Difference between CC and OD
CC and OD (Overdraft) are two similar loan facilities offered by banks. However, there are a few differences between them:
- CC is a short-term loan, while OD can be both short-term and long-term.
- The interest on CC is charged on the amount withdrawn, while the interest on OD is charged on the entire sanctioned limit.
- CC is a secured loan, while OD can be both secured and unsecured.
Interest rates on CC
The interest rates on CC may vary from bank to bank, depending on the borrower’s credit score and financial history. The interest rates may also depend on the type of collateral provided by the borrower. Typically, the interest rates on CC range from 9% to 16% per annum.
Repayment of CC
The borrower can repay the CC in full or in part, as per their cash flow requirements. The repayment can be made through cash or cheque, or through electronic transfer. The repayment may also be done in instalments, as per the repayment schedule agreed upon between the bank and the borrower.
How to apply for CC?
To apply for CC, the borrower has to follow the following steps:
- Approach the bank with a detailed project report and a cash flow projection.
- Submit the required documents, such as KYC documents, bank statements, and audited financial statements.
- Provide collateral as security against the loan amount.
- Wait for the bank’s approval and sanction of the CC.
CC vs. Term Loan
CC and Term Loan are two different loan facilities offered by banks. Here are the differences between them:
- CC is a short-term loan, while Term Loan is a long-term loan.

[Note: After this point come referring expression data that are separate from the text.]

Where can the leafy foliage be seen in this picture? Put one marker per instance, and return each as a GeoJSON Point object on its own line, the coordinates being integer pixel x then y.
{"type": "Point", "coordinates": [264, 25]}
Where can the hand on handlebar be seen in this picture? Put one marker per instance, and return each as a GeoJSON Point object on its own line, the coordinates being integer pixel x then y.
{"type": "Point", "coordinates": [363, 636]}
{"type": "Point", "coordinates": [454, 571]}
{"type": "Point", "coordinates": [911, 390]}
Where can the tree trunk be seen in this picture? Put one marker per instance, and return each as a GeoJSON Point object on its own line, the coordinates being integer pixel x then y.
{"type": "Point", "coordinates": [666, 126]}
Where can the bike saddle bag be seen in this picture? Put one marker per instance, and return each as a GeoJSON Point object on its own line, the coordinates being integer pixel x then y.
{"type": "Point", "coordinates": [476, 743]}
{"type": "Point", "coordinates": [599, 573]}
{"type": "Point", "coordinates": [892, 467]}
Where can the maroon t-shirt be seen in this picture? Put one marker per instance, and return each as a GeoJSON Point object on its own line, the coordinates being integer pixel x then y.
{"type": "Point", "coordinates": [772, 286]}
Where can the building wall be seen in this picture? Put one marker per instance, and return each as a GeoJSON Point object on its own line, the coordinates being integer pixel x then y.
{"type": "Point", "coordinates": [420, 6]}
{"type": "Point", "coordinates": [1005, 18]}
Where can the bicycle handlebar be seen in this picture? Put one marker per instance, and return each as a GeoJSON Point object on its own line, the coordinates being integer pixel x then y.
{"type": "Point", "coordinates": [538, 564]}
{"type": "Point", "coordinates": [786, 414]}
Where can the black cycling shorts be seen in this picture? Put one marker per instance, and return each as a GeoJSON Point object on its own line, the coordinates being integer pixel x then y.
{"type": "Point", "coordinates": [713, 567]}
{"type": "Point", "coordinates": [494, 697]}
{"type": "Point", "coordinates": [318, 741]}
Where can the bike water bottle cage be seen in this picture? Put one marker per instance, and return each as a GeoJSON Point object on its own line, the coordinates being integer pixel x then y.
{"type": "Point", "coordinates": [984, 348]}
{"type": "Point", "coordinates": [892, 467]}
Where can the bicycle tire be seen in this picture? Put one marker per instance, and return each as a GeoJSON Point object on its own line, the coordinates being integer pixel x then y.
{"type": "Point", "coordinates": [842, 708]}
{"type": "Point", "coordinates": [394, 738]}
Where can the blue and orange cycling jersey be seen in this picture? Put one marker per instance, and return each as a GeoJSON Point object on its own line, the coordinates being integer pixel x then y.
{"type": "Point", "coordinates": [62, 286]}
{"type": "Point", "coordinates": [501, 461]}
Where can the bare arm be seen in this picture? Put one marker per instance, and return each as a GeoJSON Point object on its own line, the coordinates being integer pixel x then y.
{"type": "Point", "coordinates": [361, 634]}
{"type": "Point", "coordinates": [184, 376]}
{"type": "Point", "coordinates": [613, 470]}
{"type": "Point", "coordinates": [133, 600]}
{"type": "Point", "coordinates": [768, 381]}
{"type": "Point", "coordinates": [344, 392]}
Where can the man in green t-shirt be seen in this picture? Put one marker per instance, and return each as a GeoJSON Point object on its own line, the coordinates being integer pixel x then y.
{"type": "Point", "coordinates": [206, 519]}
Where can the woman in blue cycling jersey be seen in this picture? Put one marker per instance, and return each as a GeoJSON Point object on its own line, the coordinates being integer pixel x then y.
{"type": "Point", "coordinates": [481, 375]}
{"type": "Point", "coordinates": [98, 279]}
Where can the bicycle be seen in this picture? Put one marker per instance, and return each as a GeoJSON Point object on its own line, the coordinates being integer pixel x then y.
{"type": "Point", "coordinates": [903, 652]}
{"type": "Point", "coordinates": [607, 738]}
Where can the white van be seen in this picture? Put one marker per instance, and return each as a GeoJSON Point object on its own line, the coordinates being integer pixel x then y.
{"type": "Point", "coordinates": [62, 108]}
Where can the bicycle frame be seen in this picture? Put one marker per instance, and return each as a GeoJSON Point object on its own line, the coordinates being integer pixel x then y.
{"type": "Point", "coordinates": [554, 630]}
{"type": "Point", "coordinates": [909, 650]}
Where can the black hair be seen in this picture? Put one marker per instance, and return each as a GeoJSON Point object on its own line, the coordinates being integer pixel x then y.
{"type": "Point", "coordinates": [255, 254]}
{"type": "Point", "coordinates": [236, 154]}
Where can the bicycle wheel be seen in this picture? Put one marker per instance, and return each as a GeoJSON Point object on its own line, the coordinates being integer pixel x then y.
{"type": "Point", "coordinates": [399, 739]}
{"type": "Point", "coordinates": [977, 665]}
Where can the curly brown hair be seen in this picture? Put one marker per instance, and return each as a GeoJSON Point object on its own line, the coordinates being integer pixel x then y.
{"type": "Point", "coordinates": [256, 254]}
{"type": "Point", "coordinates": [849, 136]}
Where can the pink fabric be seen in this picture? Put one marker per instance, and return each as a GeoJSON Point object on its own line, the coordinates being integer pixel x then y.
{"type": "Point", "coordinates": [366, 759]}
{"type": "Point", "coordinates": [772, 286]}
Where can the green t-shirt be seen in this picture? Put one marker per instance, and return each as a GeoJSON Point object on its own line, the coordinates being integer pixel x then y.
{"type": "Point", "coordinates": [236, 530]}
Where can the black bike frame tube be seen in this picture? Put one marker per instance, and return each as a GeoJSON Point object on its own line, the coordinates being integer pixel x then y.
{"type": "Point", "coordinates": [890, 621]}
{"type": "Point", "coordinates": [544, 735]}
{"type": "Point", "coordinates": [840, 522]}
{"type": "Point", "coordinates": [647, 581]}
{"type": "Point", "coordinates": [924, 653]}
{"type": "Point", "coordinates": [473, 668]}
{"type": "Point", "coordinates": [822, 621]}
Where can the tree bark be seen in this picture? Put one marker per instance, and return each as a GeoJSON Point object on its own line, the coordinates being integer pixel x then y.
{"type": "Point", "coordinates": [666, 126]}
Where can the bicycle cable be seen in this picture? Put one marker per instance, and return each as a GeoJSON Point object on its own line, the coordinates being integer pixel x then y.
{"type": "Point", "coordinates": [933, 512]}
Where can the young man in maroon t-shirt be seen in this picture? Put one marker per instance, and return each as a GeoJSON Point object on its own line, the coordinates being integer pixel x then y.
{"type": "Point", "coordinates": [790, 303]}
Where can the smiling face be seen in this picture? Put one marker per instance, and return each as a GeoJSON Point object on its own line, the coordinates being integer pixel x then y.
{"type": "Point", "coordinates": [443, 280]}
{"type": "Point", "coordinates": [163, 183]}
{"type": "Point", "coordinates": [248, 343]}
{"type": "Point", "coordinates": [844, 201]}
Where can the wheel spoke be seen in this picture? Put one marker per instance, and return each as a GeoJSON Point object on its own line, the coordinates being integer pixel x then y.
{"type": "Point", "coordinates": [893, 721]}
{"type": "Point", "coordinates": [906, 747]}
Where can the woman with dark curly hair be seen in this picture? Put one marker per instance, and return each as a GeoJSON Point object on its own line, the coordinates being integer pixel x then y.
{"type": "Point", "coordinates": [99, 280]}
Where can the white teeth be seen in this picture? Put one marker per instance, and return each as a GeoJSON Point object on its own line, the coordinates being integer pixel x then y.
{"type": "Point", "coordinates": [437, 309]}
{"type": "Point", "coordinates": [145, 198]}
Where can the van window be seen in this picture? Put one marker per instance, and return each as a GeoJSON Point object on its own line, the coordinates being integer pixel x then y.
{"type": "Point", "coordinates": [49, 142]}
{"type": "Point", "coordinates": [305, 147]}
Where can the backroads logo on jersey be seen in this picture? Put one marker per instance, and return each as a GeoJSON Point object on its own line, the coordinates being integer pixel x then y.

- CC is a revolving credit facility, while Term Loan is a fixed credit facility.
- The interest rates on CC are lower than those on Term Loan, as CC is a secured loan.
CC vs. Letter of Credit
CC and Letter of Credit are two different credit facilities offered by banks. Here are the differences between them:
- CC is a loan facility, while Letter of Credit is a guarantee facility.
- CC is a revolving credit facility, while Letter of Credit is a one-time credit facility.
- The borrower has to provide collateral as security for CC, while no collateral is required for Letter of Credit.
FAQs on Cash Credit
CC stands for Cash Credit, which is a type of loan facility extended by banks to their customers.
The interest rate on CC may vary from bank to bank, but it typically ranges from 9% to 16% per annum.
The documents required to apply for CC include KYC documents, bank statements, audited financial statements, and proof of address.
The repayment schedule for CC may vary from bank to bank, but it can be done in full or in part, as per the borrower’s cash flow requirements.
CC and OD are two similar loan facilities, but CC is a short term credit.
Conclusion
CC is an essential loan facility that helps businesses manage their working capital requirements efficiently. It provides businesses with a flexible and convenient way to manage their cash flow and meet their financial obligations.
However, it is important to understand the features, advantages, and disadvantages of CC before applying for it.